After the Illume demonstration, participants showed a marked shift in their understanding of how AI fits within thematic analysis. As shown in the figure below , the majority strongly agreed that Illume was easy to use and would make their analysis process faster.

  1. I found Illume easy to use. (perceived ease of use)
  2. I would be able to explain where Illume was used in my workflow. (ease of use, usefulness)
  3. I would be able to explain why Illume was used in my workflow. (ease of use, usefulness)
  4. I am confident in the accuracy of Illume. (usefulness)
  5. I am confident in being able to integrate Illume into my existing workflows. (ease of use)
  6. I think Illume would make my current analysis process faster. (usefulness)
  7. I would use Illume in my workflow. (intention to use)

Design Solution

We concluded our FYDP journey with an award-winning presentation, showcasing a working platform hosted on Vercel. This milestone reflected not only technical achievement, but also the impact and relevance of the problem Illume set out to address. It is fitting to end with the same framework that began this report: the double-diamond design process. In the problem space, we identified a significant challenge in urban planning—the manual, resource-intensive analysis of civic engagement data that fails to leverage advancing technologies. Through interviews and collaboration with planning experts, we gained insights into a field that was initially unfamiliar, allowing us to refine and validate our problem statement.

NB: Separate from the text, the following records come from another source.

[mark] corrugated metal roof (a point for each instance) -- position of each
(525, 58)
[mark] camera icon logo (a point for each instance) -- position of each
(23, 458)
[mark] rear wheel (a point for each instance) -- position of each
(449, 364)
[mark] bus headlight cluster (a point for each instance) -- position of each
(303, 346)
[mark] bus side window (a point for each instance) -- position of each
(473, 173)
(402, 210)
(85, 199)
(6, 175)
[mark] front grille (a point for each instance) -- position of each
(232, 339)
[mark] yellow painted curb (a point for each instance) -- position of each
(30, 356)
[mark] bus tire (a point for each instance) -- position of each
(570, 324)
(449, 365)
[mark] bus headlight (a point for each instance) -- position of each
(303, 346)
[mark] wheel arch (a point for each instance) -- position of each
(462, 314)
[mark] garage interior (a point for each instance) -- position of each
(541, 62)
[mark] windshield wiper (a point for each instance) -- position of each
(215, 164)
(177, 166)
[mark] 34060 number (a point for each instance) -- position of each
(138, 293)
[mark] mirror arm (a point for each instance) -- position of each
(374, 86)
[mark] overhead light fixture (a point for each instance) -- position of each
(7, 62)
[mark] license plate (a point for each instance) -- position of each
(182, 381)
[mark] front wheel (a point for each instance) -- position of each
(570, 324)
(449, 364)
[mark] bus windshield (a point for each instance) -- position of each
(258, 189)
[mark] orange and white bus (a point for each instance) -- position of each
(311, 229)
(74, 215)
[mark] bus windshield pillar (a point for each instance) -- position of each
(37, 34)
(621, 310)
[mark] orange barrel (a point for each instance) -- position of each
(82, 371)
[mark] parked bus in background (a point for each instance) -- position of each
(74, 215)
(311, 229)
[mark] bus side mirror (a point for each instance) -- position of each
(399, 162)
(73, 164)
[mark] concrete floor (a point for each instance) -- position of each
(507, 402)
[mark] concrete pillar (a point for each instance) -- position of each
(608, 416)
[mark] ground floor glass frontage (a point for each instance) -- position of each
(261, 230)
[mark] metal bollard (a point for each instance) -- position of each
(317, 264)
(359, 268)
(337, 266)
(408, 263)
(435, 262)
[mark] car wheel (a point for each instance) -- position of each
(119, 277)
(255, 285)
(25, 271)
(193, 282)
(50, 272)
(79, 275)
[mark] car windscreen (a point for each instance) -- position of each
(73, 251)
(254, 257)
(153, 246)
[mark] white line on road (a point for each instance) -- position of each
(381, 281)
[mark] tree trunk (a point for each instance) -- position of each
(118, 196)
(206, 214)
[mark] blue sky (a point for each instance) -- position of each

Transitioning into the solution space, we developed the first iteration of Illume. This tool focuses on thematic analysis of textual civic engagement data, paired with a human-in-the-loop verification process that empowers users with granular control over their analysis. Our validation interviews with planners and students confirmed Illume’s usability, usefulness, and transparency. Participants not only valued the time savings, but also expressed confidence that they could clearly explain where and why the tool was used in their workflows.

Beyond the double-diamond, Illume aligns with broader global frameworks. From the UN’s Sustainable Development Goal 11 (Sustainable Cities and Communities) to SDG 16 (Peace, Justice, and Strong Institutions), Illume contributes—albeit in a small way— to a shared future where civic technologies support trust, inclusivity, and effective governance.

Ultimately, Illume is more than a prototype. It is a glimpse of the future of civic intelligence— one where technology assists, but never replaces, human expertise in shaping the communities we live in.

To recap the alignment between identified problems and our solution, our research highlighted several key challenges in the civic engagement data analysis process. Each of these is directly addressed by Illume’s core features:


  • Challenge: Manual, resource-intensive analysis.
    Illume’s Solution: Thematic analysis reduces initial processing time by 50–80% through automated categorization.
  • Challenge: Concerns about trust and transparency in AI tools.
    Illume’s Solution: Human-in-the-loop validation ensures accuracy while maintaining essential oversight and judgment.
  • Challenge: Difficulty explaining how conclusions were reached.
    Illume’s Solution: Step-by-step traceability documents each decision for complete transparency.
  • Challenge: Existing digital tools overwhelm users with complexity.
    Illume’s Solution: User-centered interface simplifies the workflow with an intuitive design focused on clarity.
  • Challenge: Fear that AI will replace human expertise.
    Illume’s Solution: AI is deliberately positioned as an assistant, preserving the critical role of human insight in the analysis process.

Reflections

Through our interviews, we identified several priority areas for future development and consideration. These include, but are not limited to:

  • Standardization: Establishing consistent data analysis procedures within planning teams and across municipalities.
  • Customization: Adding more user-driven features such as exploratory visualizations and collaborative tools.
  • Privacy & Ethics: Building privacy-by-design features, ensuring compliance with MFIPPA and the Canadian Institute of Planners (CIP) professional code of conduct. This includes removing personally identifiable information (PII) and addressing other potential sources of bias.